平気で気がつかないふりをする人たち4

たぶん、こういう話が目につくようになったのは、たぶん1990年くらいからじゃないかと思う。
 
携帯電話の普及の時期と絡む。
それまで電車の暇つぶしは、雑誌か漫画か新聞を見る事だった。
どれも基本的には暇つぶしなのだけど、新聞は文化的で偉く、雑誌はその下。漫画は無駄な娯楽と思われていた気がする。
 
いずれにしても紙媒体は、当時の会話のネタを得る上でそこそこ便利なものだった。

それが、携帯電話の時代になると、携帯メールが比重を占めるようになる。そして文字の入力は面倒で遅い。だから時間を潰すには丁度いい。無駄に携帯メールをするようになり、指向は完全にパーソナルな方向に向く。
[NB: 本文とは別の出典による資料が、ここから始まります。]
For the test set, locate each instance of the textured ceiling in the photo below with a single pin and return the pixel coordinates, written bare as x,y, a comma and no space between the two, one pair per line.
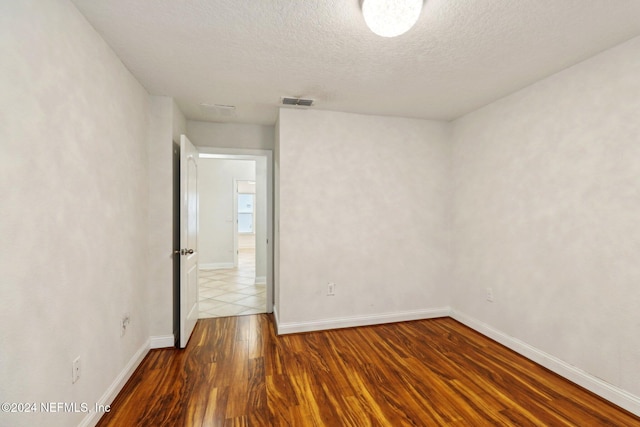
249,53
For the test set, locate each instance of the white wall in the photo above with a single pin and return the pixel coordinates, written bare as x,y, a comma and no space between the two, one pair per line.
73,165
546,210
242,136
215,190
363,202
230,135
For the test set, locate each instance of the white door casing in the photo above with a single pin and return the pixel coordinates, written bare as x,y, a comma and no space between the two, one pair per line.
188,239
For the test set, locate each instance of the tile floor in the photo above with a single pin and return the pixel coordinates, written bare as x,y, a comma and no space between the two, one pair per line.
232,292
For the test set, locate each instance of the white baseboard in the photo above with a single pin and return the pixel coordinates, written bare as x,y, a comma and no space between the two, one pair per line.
603,389
162,341
92,418
351,321
216,266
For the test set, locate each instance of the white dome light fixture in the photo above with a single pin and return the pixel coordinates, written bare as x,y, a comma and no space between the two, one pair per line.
391,18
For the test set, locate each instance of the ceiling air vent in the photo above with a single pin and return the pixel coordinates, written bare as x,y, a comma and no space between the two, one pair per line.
297,101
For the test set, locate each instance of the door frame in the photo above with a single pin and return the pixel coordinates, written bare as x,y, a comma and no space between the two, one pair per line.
236,233
254,154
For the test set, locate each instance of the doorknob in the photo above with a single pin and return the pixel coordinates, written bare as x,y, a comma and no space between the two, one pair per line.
183,252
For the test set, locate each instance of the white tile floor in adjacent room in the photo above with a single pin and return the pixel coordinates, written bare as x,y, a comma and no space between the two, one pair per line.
232,292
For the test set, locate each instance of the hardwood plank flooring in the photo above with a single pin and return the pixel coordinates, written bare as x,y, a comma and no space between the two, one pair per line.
237,372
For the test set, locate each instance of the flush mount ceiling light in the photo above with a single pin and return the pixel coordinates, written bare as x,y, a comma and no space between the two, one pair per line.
390,18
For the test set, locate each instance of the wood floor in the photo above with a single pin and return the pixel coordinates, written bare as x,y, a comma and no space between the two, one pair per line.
237,372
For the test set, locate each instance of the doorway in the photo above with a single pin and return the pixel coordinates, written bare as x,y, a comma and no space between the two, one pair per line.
235,233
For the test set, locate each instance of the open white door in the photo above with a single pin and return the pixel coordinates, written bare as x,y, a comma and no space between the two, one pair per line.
188,239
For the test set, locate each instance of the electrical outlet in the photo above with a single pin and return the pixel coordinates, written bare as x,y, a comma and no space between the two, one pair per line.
490,294
331,289
75,370
126,319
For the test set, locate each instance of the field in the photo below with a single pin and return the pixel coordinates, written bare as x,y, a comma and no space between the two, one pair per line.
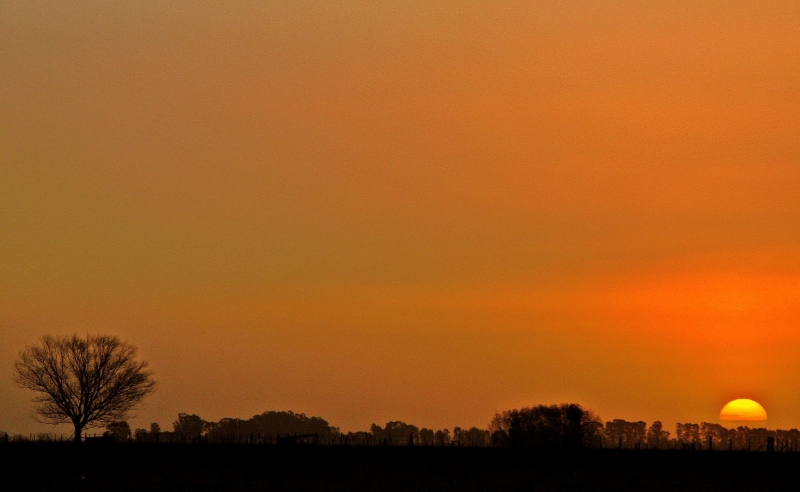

考える時間を潰す事が出来るので社会の話題の必要性も減り、考える時間も少なくて済むようになる。
  
とはいえ友人同士の会話なんてすぐにツマラナイ日常になってしまう。
つまらない日常をなんとかしようとして、また携帯を触る。
堂々巡りという事が起きる。
 
このスパイラルから抜け出すのは、かなり難しいと思う。
常習状態になってしまった携帯やモバイルは依存症に近い。
これは、ある意味では公害病のような新しい人為的な病気。
そして次々に、病気を助長するものが経済として合法で出てくる。
 
害だと言われていなかった時代のタバコと似ている気がする。

原因は何かと考えてみた。 
日本を海外と比べると、こんなに立場が変わる国は見た事がない。
会社では、社員で、上司より下。部下より上。お客に行けば下。
レストランに客で行けば、店の人より上。
とにかく色々と変化する。そして、この上下差を基準に色々な事が規定される。
 
日本は、相対値として偉さが簡単に変わる。そしてそれが当たり前だと思われている。ヨーロッパでは、レストランの店員が下で、客が上という概念がない。自分は自分が当たり前の世界である。